Allow better testing of config changes at development time
This incident was caused by a mere typo. This especially frustrating, as the conceptualized as catchable by verifications (unit tests, tests on beta cluster) prior to deployment: once live on any test server, the simple fact to request a page would have revealed the issue.
Our beta infrastructure doesn't allow easily to test that: we're in a queer workflow where a Jenkins job pick changes from the master branch (ie the production config) to apply them on the beta cluster. This seems strange and counterintuitive: it's reasonable to expect to be able to use the beta cluster to test that at development time, not at deploy time.
We should so offer an easy way to allow to test a Gerrit change, or a series of Gerrit changes, on a part of the beta cluster. Even the ones touching wmf-config/CommonSettings.php and not -labs.php.
Middle term: Prioritize QA
Deployment rate increased these last months, but quality assurance is insufficient and lagging. Developers should more take QA in consideration in their work duties.
Longer term: 1% production testing
During the 101 seconds of the incident, we served 100 to 150 000 5xx error requests. If we have a process to deploy to 1% of the production, that would have been limited to 1000-1500 error requests.
Such rolling deploy with intermediate levels of traffic check would be especially valuable for the MediaWiki train.

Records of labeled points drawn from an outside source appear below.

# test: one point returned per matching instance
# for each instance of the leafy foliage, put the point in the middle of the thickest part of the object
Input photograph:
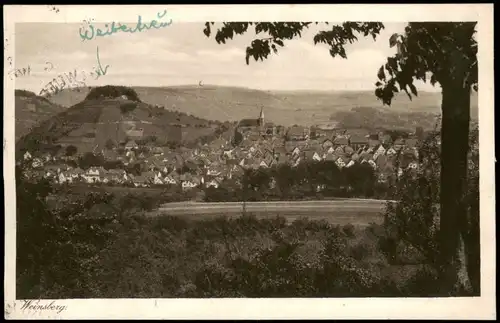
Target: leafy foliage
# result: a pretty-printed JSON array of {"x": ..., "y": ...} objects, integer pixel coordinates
[
  {"x": 445, "y": 50},
  {"x": 112, "y": 91},
  {"x": 277, "y": 33},
  {"x": 71, "y": 150},
  {"x": 412, "y": 225}
]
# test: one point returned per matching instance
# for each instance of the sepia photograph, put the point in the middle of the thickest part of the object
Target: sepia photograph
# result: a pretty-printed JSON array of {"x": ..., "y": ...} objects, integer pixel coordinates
[{"x": 155, "y": 158}]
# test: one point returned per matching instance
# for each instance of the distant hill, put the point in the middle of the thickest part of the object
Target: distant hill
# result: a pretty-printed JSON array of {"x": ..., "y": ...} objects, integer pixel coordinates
[
  {"x": 372, "y": 118},
  {"x": 31, "y": 109},
  {"x": 97, "y": 120},
  {"x": 285, "y": 108}
]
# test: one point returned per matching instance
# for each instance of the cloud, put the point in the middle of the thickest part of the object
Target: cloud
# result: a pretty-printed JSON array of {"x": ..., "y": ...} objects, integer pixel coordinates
[{"x": 224, "y": 55}]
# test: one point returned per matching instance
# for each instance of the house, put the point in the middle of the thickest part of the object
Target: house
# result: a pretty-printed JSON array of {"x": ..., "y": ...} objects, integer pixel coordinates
[
  {"x": 373, "y": 143},
  {"x": 391, "y": 152},
  {"x": 296, "y": 133},
  {"x": 340, "y": 162},
  {"x": 212, "y": 183},
  {"x": 327, "y": 144},
  {"x": 358, "y": 142},
  {"x": 61, "y": 178},
  {"x": 350, "y": 163},
  {"x": 339, "y": 150},
  {"x": 37, "y": 162},
  {"x": 413, "y": 165},
  {"x": 92, "y": 175},
  {"x": 158, "y": 151},
  {"x": 157, "y": 180},
  {"x": 330, "y": 157},
  {"x": 411, "y": 143},
  {"x": 170, "y": 180},
  {"x": 140, "y": 181},
  {"x": 380, "y": 150},
  {"x": 348, "y": 150},
  {"x": 296, "y": 151},
  {"x": 188, "y": 183},
  {"x": 385, "y": 138},
  {"x": 340, "y": 141},
  {"x": 295, "y": 161},
  {"x": 381, "y": 161},
  {"x": 316, "y": 157},
  {"x": 131, "y": 145},
  {"x": 398, "y": 144},
  {"x": 372, "y": 164}
]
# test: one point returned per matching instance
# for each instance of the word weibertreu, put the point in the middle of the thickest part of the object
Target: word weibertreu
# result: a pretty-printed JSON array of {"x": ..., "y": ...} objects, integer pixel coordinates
[
  {"x": 93, "y": 32},
  {"x": 59, "y": 83}
]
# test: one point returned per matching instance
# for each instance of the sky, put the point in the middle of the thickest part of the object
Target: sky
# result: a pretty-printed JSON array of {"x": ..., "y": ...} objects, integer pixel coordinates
[{"x": 180, "y": 54}]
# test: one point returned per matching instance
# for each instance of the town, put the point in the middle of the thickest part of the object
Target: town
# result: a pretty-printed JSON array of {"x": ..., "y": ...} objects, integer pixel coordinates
[{"x": 254, "y": 144}]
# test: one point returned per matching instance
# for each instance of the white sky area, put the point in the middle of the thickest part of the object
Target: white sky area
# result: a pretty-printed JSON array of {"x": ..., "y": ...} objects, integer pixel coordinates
[{"x": 181, "y": 54}]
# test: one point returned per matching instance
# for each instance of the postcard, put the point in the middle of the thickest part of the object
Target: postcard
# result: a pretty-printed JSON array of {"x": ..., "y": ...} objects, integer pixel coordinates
[{"x": 249, "y": 162}]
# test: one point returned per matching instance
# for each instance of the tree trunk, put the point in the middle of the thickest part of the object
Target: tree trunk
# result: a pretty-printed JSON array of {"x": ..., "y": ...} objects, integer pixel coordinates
[{"x": 453, "y": 222}]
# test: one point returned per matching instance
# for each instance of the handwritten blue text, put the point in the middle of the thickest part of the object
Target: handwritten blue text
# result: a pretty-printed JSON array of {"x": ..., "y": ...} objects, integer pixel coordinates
[{"x": 93, "y": 32}]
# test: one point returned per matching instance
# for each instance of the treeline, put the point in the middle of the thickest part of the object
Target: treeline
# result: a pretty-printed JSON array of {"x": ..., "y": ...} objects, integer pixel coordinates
[
  {"x": 308, "y": 180},
  {"x": 100, "y": 245},
  {"x": 112, "y": 91}
]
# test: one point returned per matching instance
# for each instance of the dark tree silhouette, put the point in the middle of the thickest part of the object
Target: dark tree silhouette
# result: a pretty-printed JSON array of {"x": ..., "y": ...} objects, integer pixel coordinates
[
  {"x": 444, "y": 53},
  {"x": 71, "y": 150}
]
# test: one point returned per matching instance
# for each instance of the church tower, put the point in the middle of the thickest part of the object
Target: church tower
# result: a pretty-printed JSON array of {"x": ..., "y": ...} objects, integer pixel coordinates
[{"x": 261, "y": 117}]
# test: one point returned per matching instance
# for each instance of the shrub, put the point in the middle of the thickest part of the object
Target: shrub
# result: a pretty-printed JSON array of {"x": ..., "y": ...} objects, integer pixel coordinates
[
  {"x": 128, "y": 107},
  {"x": 112, "y": 91}
]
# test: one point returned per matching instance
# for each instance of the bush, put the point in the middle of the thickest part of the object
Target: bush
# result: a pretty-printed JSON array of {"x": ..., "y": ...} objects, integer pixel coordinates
[
  {"x": 71, "y": 150},
  {"x": 112, "y": 91},
  {"x": 128, "y": 107}
]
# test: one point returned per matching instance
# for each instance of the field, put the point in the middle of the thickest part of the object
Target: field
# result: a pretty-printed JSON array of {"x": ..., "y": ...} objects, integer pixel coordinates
[{"x": 336, "y": 212}]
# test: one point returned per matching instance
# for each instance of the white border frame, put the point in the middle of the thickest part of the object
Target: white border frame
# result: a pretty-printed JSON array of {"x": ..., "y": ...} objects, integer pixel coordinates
[{"x": 438, "y": 308}]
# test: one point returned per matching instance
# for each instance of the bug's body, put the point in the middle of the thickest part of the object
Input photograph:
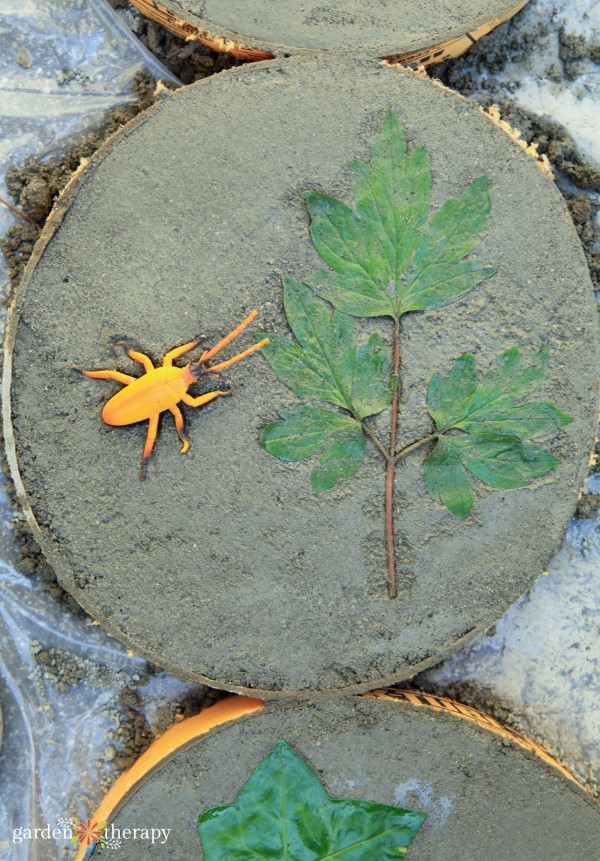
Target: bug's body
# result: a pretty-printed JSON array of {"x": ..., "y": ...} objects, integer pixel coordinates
[
  {"x": 154, "y": 392},
  {"x": 145, "y": 398}
]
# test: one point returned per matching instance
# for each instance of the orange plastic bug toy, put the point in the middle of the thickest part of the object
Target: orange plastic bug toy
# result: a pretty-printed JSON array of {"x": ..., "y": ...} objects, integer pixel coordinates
[{"x": 162, "y": 388}]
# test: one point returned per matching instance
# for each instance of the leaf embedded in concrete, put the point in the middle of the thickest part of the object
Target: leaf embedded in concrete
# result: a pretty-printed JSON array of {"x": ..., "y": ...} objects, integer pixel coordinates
[
  {"x": 305, "y": 431},
  {"x": 387, "y": 257},
  {"x": 283, "y": 812},
  {"x": 496, "y": 422},
  {"x": 326, "y": 363}
]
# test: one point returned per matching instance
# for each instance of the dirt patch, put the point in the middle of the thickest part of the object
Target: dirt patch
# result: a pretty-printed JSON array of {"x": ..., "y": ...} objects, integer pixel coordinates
[
  {"x": 388, "y": 27},
  {"x": 269, "y": 564}
]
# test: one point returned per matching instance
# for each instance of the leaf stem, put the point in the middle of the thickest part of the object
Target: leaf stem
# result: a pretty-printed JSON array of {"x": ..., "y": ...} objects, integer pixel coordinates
[
  {"x": 390, "y": 472},
  {"x": 377, "y": 442},
  {"x": 413, "y": 445}
]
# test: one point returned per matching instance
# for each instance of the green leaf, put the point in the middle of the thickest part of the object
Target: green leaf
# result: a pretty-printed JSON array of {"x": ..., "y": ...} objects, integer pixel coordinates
[
  {"x": 283, "y": 813},
  {"x": 491, "y": 406},
  {"x": 446, "y": 479},
  {"x": 495, "y": 425},
  {"x": 306, "y": 431},
  {"x": 387, "y": 258},
  {"x": 327, "y": 364}
]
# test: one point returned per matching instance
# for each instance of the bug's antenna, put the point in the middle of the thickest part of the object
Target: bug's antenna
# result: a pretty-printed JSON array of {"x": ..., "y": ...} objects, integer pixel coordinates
[{"x": 208, "y": 354}]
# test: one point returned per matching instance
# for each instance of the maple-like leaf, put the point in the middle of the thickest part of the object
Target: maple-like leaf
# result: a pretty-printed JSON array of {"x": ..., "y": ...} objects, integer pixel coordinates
[
  {"x": 283, "y": 813},
  {"x": 496, "y": 422},
  {"x": 387, "y": 257},
  {"x": 306, "y": 431}
]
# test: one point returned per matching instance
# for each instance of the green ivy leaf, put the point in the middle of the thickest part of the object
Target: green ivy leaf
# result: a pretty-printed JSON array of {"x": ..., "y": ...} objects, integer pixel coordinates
[
  {"x": 387, "y": 258},
  {"x": 326, "y": 364},
  {"x": 306, "y": 431},
  {"x": 283, "y": 813},
  {"x": 495, "y": 425}
]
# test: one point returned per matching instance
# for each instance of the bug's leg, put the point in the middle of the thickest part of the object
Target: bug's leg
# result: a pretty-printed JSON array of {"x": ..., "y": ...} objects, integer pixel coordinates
[
  {"x": 180, "y": 429},
  {"x": 208, "y": 354},
  {"x": 150, "y": 438},
  {"x": 142, "y": 359},
  {"x": 202, "y": 399},
  {"x": 176, "y": 352},
  {"x": 125, "y": 379}
]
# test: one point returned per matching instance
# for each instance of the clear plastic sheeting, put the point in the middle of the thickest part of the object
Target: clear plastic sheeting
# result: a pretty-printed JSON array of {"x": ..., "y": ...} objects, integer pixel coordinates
[
  {"x": 62, "y": 679},
  {"x": 55, "y": 729},
  {"x": 556, "y": 74},
  {"x": 63, "y": 64},
  {"x": 540, "y": 664}
]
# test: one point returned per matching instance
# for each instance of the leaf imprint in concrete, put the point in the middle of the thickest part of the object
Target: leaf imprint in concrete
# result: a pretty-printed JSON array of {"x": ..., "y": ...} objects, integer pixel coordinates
[{"x": 225, "y": 565}]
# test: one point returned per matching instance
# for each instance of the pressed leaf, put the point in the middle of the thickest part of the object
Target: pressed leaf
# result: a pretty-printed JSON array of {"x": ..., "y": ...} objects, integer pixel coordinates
[
  {"x": 306, "y": 431},
  {"x": 327, "y": 364},
  {"x": 387, "y": 258},
  {"x": 495, "y": 425},
  {"x": 446, "y": 478},
  {"x": 283, "y": 813},
  {"x": 492, "y": 405}
]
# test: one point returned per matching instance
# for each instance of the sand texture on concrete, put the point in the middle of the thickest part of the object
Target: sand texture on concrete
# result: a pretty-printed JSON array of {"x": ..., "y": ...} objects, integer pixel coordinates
[
  {"x": 484, "y": 796},
  {"x": 382, "y": 28},
  {"x": 223, "y": 565}
]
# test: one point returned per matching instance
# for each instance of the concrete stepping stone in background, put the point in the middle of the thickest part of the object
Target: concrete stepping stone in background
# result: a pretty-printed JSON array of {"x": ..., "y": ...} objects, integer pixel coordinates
[
  {"x": 416, "y": 31},
  {"x": 487, "y": 792},
  {"x": 224, "y": 566}
]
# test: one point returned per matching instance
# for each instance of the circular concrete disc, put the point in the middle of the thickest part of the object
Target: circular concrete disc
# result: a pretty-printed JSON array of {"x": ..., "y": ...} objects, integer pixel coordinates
[
  {"x": 249, "y": 28},
  {"x": 486, "y": 798},
  {"x": 223, "y": 565}
]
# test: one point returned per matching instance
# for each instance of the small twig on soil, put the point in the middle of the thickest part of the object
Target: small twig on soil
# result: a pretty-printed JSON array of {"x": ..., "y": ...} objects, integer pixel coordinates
[{"x": 16, "y": 211}]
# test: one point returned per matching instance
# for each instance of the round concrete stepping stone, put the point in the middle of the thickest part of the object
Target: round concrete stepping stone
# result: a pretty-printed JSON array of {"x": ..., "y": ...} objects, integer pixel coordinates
[
  {"x": 224, "y": 566},
  {"x": 487, "y": 792},
  {"x": 417, "y": 31}
]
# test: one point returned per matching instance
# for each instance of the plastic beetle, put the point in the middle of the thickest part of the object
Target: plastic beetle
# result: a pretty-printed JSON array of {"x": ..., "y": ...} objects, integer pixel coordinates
[{"x": 161, "y": 389}]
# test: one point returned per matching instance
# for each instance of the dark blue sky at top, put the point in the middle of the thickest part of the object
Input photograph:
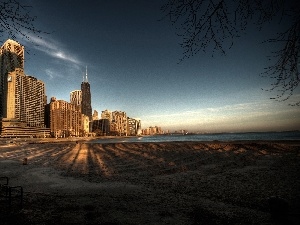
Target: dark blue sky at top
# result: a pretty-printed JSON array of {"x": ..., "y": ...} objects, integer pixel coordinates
[{"x": 132, "y": 61}]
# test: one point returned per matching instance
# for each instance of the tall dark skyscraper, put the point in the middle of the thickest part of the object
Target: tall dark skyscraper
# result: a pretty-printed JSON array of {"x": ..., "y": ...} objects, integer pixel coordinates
[
  {"x": 86, "y": 106},
  {"x": 11, "y": 58}
]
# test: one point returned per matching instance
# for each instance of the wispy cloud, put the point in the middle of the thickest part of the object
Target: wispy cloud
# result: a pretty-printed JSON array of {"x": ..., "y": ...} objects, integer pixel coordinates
[
  {"x": 261, "y": 112},
  {"x": 53, "y": 48}
]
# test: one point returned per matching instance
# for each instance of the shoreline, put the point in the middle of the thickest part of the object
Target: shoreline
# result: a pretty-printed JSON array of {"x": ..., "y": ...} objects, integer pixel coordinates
[{"x": 153, "y": 183}]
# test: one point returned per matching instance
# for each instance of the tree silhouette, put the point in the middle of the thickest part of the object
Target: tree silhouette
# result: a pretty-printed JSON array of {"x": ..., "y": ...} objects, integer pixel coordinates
[
  {"x": 16, "y": 22},
  {"x": 213, "y": 25}
]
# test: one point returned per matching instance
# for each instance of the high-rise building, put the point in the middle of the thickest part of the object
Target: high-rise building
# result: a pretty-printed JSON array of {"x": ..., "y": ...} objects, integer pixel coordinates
[
  {"x": 86, "y": 107},
  {"x": 106, "y": 114},
  {"x": 25, "y": 99},
  {"x": 76, "y": 97},
  {"x": 118, "y": 125},
  {"x": 95, "y": 115},
  {"x": 11, "y": 57},
  {"x": 65, "y": 119}
]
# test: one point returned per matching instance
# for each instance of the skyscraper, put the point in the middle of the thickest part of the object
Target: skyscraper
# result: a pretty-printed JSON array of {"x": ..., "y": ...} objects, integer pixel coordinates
[
  {"x": 76, "y": 97},
  {"x": 11, "y": 57},
  {"x": 22, "y": 97},
  {"x": 86, "y": 107},
  {"x": 25, "y": 99}
]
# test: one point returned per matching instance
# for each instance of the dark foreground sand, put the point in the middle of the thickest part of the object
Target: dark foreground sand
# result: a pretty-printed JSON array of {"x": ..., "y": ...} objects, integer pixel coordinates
[{"x": 152, "y": 183}]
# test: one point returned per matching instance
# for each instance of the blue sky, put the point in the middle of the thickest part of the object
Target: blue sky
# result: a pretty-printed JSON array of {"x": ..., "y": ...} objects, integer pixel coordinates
[{"x": 132, "y": 61}]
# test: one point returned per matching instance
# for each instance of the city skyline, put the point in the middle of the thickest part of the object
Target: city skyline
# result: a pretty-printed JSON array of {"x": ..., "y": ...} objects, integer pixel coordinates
[{"x": 133, "y": 67}]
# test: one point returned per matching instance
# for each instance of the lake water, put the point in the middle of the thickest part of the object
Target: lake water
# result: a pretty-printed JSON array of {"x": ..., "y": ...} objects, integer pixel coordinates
[{"x": 291, "y": 135}]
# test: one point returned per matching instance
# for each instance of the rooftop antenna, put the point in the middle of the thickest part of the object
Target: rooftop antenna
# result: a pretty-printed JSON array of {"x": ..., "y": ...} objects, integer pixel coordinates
[{"x": 86, "y": 80}]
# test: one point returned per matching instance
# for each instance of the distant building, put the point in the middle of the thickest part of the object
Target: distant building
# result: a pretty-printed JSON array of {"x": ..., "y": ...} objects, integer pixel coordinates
[
  {"x": 106, "y": 114},
  {"x": 76, "y": 97},
  {"x": 133, "y": 126},
  {"x": 101, "y": 127},
  {"x": 65, "y": 119},
  {"x": 118, "y": 124},
  {"x": 22, "y": 97},
  {"x": 11, "y": 58},
  {"x": 86, "y": 107},
  {"x": 26, "y": 99},
  {"x": 152, "y": 131},
  {"x": 95, "y": 115}
]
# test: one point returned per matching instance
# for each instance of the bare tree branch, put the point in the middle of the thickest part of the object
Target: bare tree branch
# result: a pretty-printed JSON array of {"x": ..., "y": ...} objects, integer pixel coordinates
[
  {"x": 214, "y": 25},
  {"x": 16, "y": 21}
]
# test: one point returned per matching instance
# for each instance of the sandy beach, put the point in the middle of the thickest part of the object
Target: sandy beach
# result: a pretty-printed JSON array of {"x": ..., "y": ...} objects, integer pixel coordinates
[{"x": 152, "y": 183}]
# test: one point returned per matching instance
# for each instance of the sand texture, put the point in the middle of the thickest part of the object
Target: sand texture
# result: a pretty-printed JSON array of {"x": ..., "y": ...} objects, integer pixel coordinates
[{"x": 153, "y": 183}]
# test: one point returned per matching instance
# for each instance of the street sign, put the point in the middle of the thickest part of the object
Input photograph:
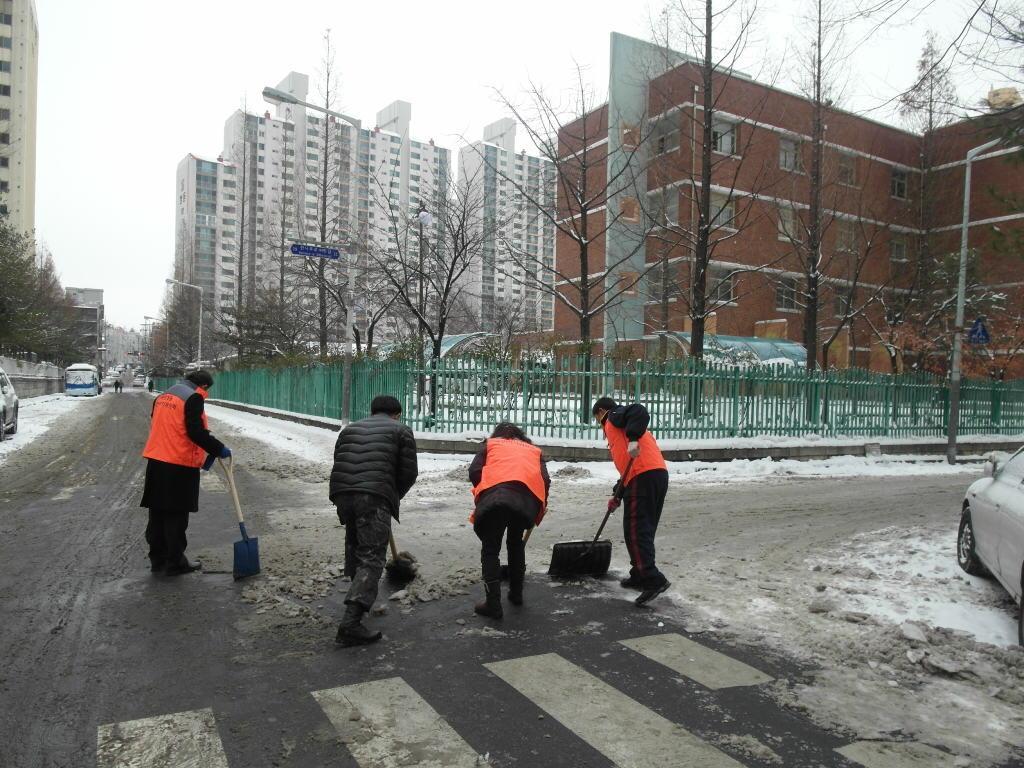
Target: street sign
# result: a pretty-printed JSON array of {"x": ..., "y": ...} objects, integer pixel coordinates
[
  {"x": 978, "y": 333},
  {"x": 301, "y": 249}
]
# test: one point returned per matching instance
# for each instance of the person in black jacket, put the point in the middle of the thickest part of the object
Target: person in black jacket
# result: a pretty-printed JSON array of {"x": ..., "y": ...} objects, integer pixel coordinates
[
  {"x": 374, "y": 467},
  {"x": 510, "y": 485}
]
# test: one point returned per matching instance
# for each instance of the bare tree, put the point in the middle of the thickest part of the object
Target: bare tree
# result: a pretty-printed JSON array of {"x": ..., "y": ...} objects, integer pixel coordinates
[
  {"x": 723, "y": 188},
  {"x": 587, "y": 179}
]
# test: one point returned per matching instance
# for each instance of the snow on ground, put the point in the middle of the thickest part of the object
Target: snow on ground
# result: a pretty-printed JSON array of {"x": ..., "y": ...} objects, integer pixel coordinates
[
  {"x": 35, "y": 416},
  {"x": 916, "y": 579},
  {"x": 858, "y": 586}
]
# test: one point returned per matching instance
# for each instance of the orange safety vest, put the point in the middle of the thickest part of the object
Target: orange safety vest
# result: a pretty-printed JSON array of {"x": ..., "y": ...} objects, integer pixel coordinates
[
  {"x": 513, "y": 461},
  {"x": 650, "y": 455},
  {"x": 168, "y": 440}
]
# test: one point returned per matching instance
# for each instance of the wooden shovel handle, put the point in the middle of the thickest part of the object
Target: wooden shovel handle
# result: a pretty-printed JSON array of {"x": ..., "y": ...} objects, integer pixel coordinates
[{"x": 230, "y": 486}]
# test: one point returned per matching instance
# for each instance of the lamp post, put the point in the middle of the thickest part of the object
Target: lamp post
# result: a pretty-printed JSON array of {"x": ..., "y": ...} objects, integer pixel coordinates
[
  {"x": 199, "y": 354},
  {"x": 425, "y": 219},
  {"x": 954, "y": 369},
  {"x": 276, "y": 96}
]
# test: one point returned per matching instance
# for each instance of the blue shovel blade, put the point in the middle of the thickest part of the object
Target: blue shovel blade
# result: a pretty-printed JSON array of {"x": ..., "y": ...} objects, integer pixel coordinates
[{"x": 246, "y": 557}]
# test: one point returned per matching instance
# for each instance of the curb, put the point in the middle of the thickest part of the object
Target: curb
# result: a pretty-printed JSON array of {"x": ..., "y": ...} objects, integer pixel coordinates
[{"x": 583, "y": 453}]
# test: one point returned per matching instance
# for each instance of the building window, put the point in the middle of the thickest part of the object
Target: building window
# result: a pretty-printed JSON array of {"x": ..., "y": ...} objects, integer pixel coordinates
[
  {"x": 723, "y": 136},
  {"x": 720, "y": 286},
  {"x": 847, "y": 169},
  {"x": 897, "y": 251},
  {"x": 630, "y": 209},
  {"x": 790, "y": 158},
  {"x": 897, "y": 186},
  {"x": 723, "y": 210},
  {"x": 666, "y": 136},
  {"x": 788, "y": 224},
  {"x": 846, "y": 236},
  {"x": 664, "y": 207},
  {"x": 785, "y": 294}
]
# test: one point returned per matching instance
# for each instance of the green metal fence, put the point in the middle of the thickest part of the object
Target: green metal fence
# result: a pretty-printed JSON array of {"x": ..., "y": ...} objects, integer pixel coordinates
[{"x": 687, "y": 399}]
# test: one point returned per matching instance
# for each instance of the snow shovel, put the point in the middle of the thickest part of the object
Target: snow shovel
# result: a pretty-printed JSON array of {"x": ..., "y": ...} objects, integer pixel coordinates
[
  {"x": 401, "y": 566},
  {"x": 246, "y": 551},
  {"x": 588, "y": 558}
]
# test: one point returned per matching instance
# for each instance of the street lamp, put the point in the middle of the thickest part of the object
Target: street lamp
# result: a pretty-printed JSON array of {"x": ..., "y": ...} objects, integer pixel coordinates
[
  {"x": 276, "y": 96},
  {"x": 172, "y": 282}
]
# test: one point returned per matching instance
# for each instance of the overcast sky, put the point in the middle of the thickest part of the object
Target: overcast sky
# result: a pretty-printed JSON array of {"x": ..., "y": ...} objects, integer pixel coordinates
[{"x": 127, "y": 88}]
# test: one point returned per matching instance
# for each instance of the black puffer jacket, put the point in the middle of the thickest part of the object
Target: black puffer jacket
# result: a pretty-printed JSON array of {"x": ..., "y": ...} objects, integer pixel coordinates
[{"x": 375, "y": 456}]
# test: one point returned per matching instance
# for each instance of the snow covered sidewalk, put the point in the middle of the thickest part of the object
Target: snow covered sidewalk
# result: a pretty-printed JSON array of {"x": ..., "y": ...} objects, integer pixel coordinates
[{"x": 36, "y": 415}]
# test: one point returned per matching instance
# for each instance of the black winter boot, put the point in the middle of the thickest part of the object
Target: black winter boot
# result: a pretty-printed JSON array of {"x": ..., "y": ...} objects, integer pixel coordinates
[
  {"x": 351, "y": 632},
  {"x": 515, "y": 586},
  {"x": 492, "y": 607}
]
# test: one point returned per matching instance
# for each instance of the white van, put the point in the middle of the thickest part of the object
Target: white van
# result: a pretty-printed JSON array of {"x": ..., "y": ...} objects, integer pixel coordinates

On a more positive note: what worked
This incident was swiftly solved. The fast-forward only scheme for the operations/mediawiki-config repository allow an immediate and straightforward `git revert` followed by a `scap sync-file` without any opportunity to mess the revert with the -m option. That probably contribute to decrease the downtime from 5 minutes to previous similar incidents to hundred seconds here. This is a gain of 67% in time.
Explicit next steps to prevent this from happening again as much as possible, with Phabricator tasks linked for every step.
- Status: Unresolved Automate checks against local MediaWiki from deployment host before syncing. (bug T121597)
- Status: Unresolved Unit testing for operations/mediawiki-config repository: such things like case typo are hard to see by humans but easy to detect by tests. (bug T136782)
- Status: Unresolved Investigate if wfLoadExtension couldn't caught exceptions to avoid a fatal error. When a fatal error is needed because an extension must absolutely be loaded for security reasons, assertions for the presence of this critical security extension could be made afterwards. (bug T136821)
- Status: Unresolved Allow to test a mediawiki-config change to the beta cluster (bug T136828)
- Status: Unresolved Automate mw1017 sync (task T136839)
Have participated to the the discussion following the incident, providing ideas and feedback included in this incident report: bblack, bd808, Debra (MZMcBride), Dereckson, gwicke, legotkm, MatmaRex, mutante, ori, RoanKattouw, twentyafterfour. This report summarizes inputs from #wikimedia-operations 2016-06-02 00:00 discussion.